According to those in the know, the purchase from Aviva Investors will see JPMorgan Asset Management’s Asia real estate exposure double in terms of the value of its assets under management to $2 billion.

The bank’s Asia real estate team should swell to around 50 staff too, making it one of the biggest in the region, although PERE discovered that chief executive officer Ian Hally will not be switching badges.

While the two platforms fit together snugly in terms of their geographical reach – Aviva has teams and investment vehicles focused on properties in Japan, Australia and New Zealand while JPMorgan has funds dedicated to China and India – the investment bank already has an Asia real estate head, David Chen.
Beyond the departure of Hally, and one or two other departures typical of a platform acquisition of this nature, JPMorgan is said to be recruiting a team pretty much intact.

One swan  

Is the acquisition of Aviva Investors’ Asia real estate business the crest of a new wave of corporate mergers and acquisitions in the private real estate market in the region? Probably not.

Thanks largely to a far more supportive, dare I say, insatiable, institutional capital market these days, there is really a sense of corporate calm in the East at the moment.

The turmoil from the global financial crisis, which saw Merrill Lynch’s Asian real estate principal investments unit jettisoned to Blackstone, Citigroup’s sold to Apollo and American International Group’s to Invesco, really simmered down by the end of 2011. Even BlackRock’s purchase of MGPA is nigh on a year old.

Anyone closely scrutinising the sale of the Aviva platform – which, by the way, is likely to cost more like $10 million to $15 million and not $300 million like certain corners of the Australian press have reported – will realize this transaction really is little more than a late straggler from the crisis.

After a protracted period of post-crisis suffering, in the summer of 2012, Aviva instigated a strategy to streamline its activities with a view to regenerating value for shareholders. That meant sifting through the £246 billion (€293 billion; $407 billion) company and chopping away any low-margin, under-performing or non-strategic business. Unfortunately for the folk of Aviva’s Asia real estate business, eventually that included them as well.

Observers say the culling by its parent company was harsh. Possibly it was. Relatively new fund management platforms like this one – its UK and European businesses are better established –should be nurtured over many years before they become notably profitable. Just ask venture capitalists, there are J-curves at the platform level as well as the fund level.

But then again, it has also been proven to be the right call. The big picture is looking brighter for Aviva these days with a share price that has escalated by more than 90 percent since it started streamlining.
In any event, JPMorgan should provide for the platform precisely what Aviva could not – a stable home. And capital. The platform has been unable to call upon the one-time reliable flow of capital invested through its funds and accounts by Aviva entities since the latter part of last year.
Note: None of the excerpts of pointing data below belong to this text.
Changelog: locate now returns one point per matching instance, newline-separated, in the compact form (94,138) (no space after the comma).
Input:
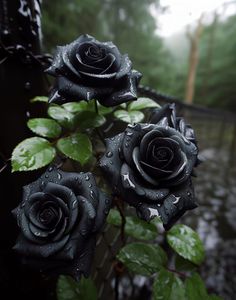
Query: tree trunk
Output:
(21,78)
(194,39)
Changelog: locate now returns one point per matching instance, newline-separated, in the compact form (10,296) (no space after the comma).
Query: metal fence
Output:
(215,130)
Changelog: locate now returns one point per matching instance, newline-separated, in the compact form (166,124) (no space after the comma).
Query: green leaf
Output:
(144,259)
(182,264)
(186,243)
(103,110)
(32,154)
(64,117)
(140,229)
(195,288)
(142,103)
(75,107)
(167,286)
(134,227)
(39,99)
(44,127)
(69,289)
(76,146)
(129,116)
(214,297)
(89,119)
(114,217)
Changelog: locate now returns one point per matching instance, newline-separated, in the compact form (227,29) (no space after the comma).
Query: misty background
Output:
(196,63)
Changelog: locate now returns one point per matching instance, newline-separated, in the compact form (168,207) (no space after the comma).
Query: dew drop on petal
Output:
(109,154)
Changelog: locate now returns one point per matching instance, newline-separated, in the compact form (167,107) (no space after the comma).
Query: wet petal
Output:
(28,248)
(145,176)
(132,137)
(138,190)
(167,112)
(124,91)
(111,163)
(125,66)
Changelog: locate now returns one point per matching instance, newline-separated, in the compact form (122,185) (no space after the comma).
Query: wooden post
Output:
(21,78)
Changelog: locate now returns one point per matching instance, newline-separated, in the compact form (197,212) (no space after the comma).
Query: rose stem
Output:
(123,220)
(96,107)
(97,129)
(177,272)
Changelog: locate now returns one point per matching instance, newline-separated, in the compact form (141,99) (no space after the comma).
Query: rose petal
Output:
(68,197)
(147,139)
(103,208)
(131,139)
(28,248)
(125,67)
(138,191)
(124,91)
(76,91)
(145,176)
(173,207)
(157,173)
(82,184)
(166,112)
(110,163)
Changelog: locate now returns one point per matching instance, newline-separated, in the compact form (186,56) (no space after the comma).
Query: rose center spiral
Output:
(162,153)
(47,216)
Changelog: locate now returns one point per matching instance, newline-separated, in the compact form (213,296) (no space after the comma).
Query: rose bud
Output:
(88,69)
(59,218)
(150,166)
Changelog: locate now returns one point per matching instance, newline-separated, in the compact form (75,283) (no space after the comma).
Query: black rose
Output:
(150,166)
(88,69)
(59,217)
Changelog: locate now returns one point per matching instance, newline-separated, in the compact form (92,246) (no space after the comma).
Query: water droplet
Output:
(106,211)
(83,232)
(109,154)
(37,233)
(27,86)
(129,133)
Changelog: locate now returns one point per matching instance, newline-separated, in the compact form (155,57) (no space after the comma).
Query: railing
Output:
(216,133)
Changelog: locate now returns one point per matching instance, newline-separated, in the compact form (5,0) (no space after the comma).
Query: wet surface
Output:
(215,218)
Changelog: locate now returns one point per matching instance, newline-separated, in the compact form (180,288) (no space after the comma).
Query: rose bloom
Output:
(88,69)
(59,217)
(150,166)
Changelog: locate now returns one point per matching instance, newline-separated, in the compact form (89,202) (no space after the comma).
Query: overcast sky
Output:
(183,12)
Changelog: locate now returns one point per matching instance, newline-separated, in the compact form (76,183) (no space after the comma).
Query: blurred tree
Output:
(129,24)
(194,40)
(220,85)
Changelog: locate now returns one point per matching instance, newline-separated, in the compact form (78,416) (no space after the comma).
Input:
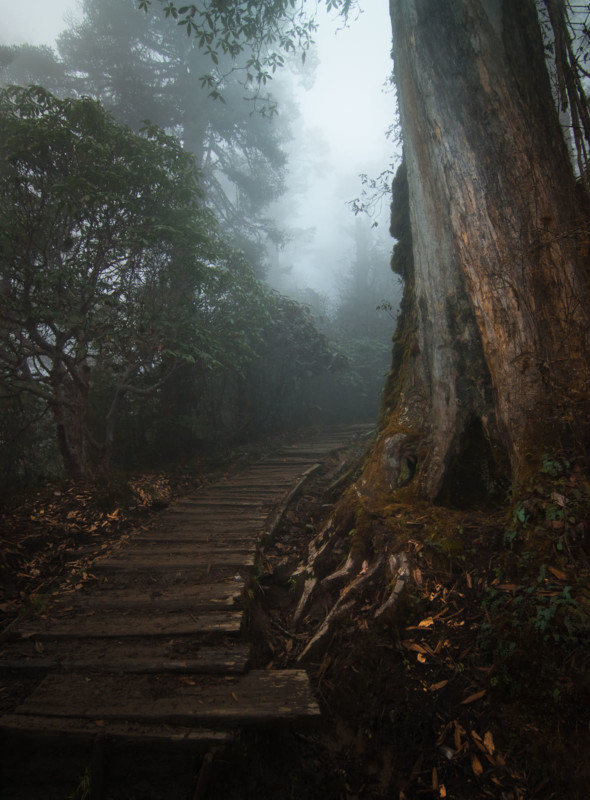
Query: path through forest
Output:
(150,650)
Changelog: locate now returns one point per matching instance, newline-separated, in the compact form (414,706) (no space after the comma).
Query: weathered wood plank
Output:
(206,597)
(174,563)
(127,655)
(118,624)
(127,732)
(259,698)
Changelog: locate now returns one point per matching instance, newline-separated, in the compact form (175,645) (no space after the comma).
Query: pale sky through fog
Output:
(345,115)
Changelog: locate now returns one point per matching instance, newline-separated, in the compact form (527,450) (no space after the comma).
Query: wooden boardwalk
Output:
(151,648)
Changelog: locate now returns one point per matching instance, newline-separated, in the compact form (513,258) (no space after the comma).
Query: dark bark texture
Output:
(498,350)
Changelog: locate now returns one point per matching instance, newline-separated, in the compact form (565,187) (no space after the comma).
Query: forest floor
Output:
(477,687)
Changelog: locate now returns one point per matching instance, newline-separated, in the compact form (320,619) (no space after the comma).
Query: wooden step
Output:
(260,698)
(180,654)
(129,733)
(120,625)
(129,561)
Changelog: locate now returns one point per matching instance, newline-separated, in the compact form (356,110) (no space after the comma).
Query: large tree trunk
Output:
(497,327)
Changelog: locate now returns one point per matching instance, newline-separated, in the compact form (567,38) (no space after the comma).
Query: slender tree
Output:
(111,270)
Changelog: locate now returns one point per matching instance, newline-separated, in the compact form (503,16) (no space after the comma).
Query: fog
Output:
(344,111)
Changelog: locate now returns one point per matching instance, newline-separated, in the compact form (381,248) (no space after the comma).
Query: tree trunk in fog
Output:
(500,348)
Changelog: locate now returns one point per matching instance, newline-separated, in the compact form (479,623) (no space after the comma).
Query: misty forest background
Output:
(142,239)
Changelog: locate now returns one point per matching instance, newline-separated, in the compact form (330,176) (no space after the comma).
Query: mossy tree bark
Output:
(494,337)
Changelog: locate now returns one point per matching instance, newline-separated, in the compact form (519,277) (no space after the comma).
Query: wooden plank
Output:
(155,598)
(140,563)
(120,625)
(259,698)
(124,732)
(209,543)
(188,535)
(127,655)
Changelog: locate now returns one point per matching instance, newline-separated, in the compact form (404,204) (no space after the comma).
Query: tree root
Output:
(394,569)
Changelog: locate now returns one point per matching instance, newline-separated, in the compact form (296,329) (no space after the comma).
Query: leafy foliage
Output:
(112,271)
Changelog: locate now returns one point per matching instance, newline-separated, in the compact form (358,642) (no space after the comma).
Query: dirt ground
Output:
(477,687)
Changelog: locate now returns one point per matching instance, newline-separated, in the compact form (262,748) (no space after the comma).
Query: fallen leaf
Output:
(557,573)
(459,731)
(426,623)
(473,697)
(434,780)
(409,645)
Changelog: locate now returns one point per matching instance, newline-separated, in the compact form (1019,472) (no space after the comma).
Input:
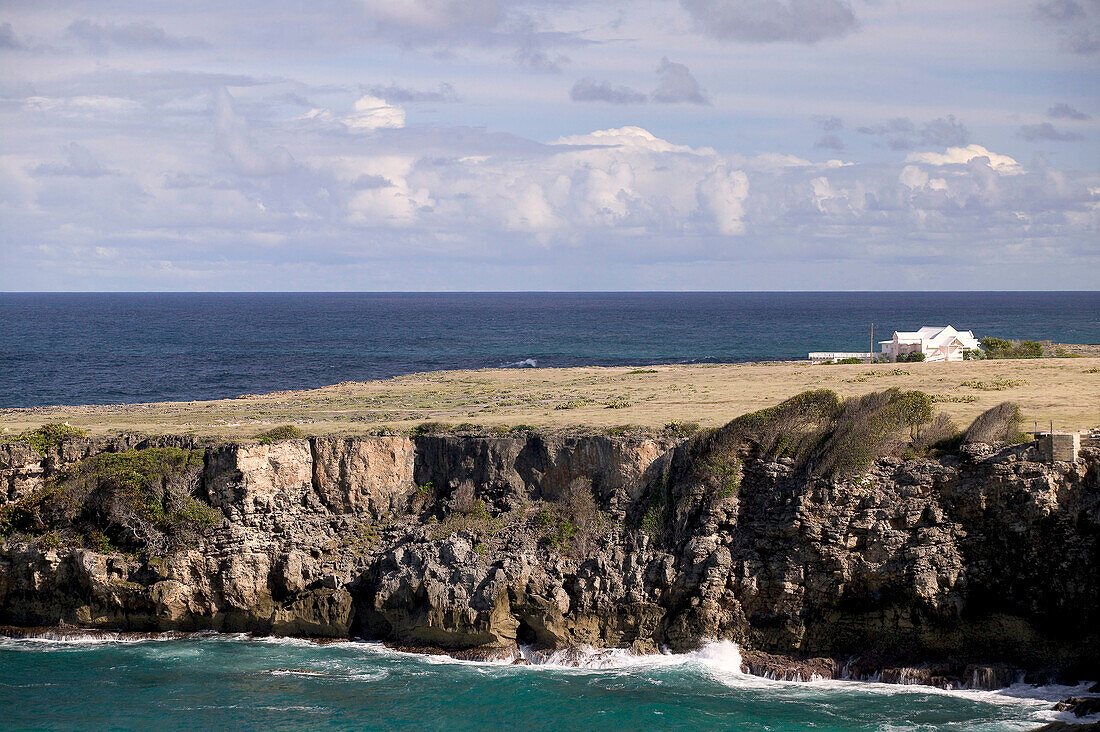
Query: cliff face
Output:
(463,542)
JPMorgan, by contrast, will want to connect the platform to its distribution channels as quickly as possible in order to expand its AUM to something more befitting of a 50-staff platform with offices across the region. At $2 billion, it still is smaller than some single country-focused outfits in the marketplace.

The bank would not have taken on a platform that has been regarded by others as being cost-heavy and income-light if it was not to use the infrastructure that comes with it for some serious growth.

And, as said above, there is tangible support now for the asset class from the private capital markets these days. Besides JPMorgan’s capital – and the Volcker Rule will limit that – institutional investors have been very ready to back private real estate investment management firms that do not have black marks against their name or track records and so will need tapping up. JPMorgan has a fund apiece in China and India but, beyond those, has been something of an unknown entity with little discolor to its name.

The bolting on of Aviva Investors to its real assets business in Asia will herald something of a new image for the firm. One person with knowledge of the deal even called it a “game changer”. It probably is.
It certainly constitutes the end of the game, however, for Aviva Investors in the region. But it is not a game changer in terms of what is going on in the wider market. Most of the pieces on the board were put into play a year or more ago.